Naviguant librement entre les supports dans un tourbillon de matière et une symphonie de couleurs, son œuvre exalte l’effacement du réel pour entrer dans un monde d’énergie tout en délicatesse. « J’aime une peinture méditée plutôt qu’une peinture frappante », disait Zao Wou-Ki.
Ainsi, « l’homme du double rivage », comme le désignait son ami l’écrivain François Cheng, a su construire des ponts entre sa Chine natale et sa terre d’élection la France, une union qui célèbre cette attention au souffle, au silence et au vide, dans une œuvre lumineuse qui n’a cessé de se renouveler.
1 – Autoportrait, Zao Wou-Ki et Françoise Marquet, Paris, Fayard, 1988.
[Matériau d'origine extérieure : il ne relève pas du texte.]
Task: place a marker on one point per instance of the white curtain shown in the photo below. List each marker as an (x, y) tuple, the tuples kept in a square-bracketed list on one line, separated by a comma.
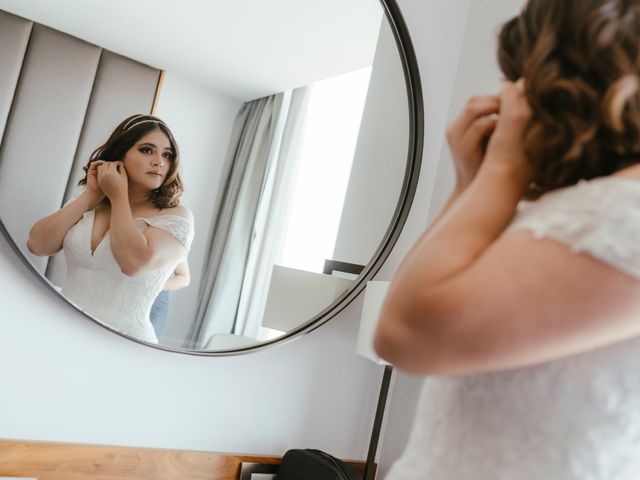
[(271, 220), (253, 175)]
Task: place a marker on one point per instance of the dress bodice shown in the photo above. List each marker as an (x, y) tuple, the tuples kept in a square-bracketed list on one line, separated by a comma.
[(577, 418), (95, 284)]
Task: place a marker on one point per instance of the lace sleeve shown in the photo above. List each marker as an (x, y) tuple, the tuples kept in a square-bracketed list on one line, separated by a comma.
[(600, 217), (180, 227)]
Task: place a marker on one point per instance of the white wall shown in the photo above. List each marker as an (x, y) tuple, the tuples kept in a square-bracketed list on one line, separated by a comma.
[(201, 121), (380, 158), (65, 378)]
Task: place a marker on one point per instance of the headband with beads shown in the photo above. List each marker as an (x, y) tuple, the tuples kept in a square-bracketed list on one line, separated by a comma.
[(129, 125)]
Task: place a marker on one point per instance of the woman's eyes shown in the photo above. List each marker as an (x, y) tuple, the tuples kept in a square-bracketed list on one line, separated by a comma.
[(149, 150)]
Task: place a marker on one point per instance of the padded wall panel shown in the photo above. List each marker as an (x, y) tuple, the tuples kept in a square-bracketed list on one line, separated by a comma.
[(43, 128), (122, 87), (14, 38)]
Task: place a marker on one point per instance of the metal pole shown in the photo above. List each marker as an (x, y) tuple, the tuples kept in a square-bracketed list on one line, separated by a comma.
[(377, 423)]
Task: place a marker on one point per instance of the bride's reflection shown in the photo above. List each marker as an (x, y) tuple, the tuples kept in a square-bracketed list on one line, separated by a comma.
[(126, 236)]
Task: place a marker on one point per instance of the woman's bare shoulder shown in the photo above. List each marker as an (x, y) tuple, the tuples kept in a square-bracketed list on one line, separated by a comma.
[(179, 211)]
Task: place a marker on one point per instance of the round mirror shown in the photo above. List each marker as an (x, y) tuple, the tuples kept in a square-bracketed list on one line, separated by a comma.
[(299, 128)]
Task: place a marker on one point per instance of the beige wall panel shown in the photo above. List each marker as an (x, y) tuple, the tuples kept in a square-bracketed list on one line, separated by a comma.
[(122, 87), (43, 128), (14, 38)]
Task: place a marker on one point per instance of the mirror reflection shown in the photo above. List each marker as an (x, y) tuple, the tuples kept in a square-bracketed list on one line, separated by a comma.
[(271, 227)]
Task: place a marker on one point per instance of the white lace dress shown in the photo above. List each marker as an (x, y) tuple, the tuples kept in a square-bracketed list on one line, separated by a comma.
[(95, 284), (577, 418)]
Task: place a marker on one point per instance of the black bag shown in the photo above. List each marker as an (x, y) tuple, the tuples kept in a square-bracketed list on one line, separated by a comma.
[(309, 464)]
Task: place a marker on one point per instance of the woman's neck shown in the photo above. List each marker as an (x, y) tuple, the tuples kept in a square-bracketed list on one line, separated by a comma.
[(139, 199)]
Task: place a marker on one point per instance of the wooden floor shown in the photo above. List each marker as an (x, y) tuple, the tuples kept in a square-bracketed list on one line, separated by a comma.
[(60, 461)]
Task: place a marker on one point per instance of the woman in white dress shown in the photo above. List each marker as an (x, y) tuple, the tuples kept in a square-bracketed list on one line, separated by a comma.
[(525, 315), (124, 236)]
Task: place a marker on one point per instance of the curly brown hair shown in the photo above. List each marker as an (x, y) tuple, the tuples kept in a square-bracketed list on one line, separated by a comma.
[(130, 130), (580, 63)]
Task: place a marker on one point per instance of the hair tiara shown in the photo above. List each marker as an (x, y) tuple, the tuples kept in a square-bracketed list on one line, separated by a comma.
[(133, 123)]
2 – Zao Wou-Ki, Couleurs et mots, entretien, Paris, Le Cherche – Midi, 2013.
Texte : Brigitte Postel
Photos : Brigitte Postel et voir copyright
Photo ouverture : Dennis Bouchard
L’exposition Zao Wou-Ki – Les allées d’un autre monde est visible aux Franciscaines de Deauville jusqu’au 27 mai. Elle fait partie du Festival Normandie Impressionniste qui se tient du 22 mars au 22 septembre prochain à l’occasion des 150 ans de l’impressionnisme.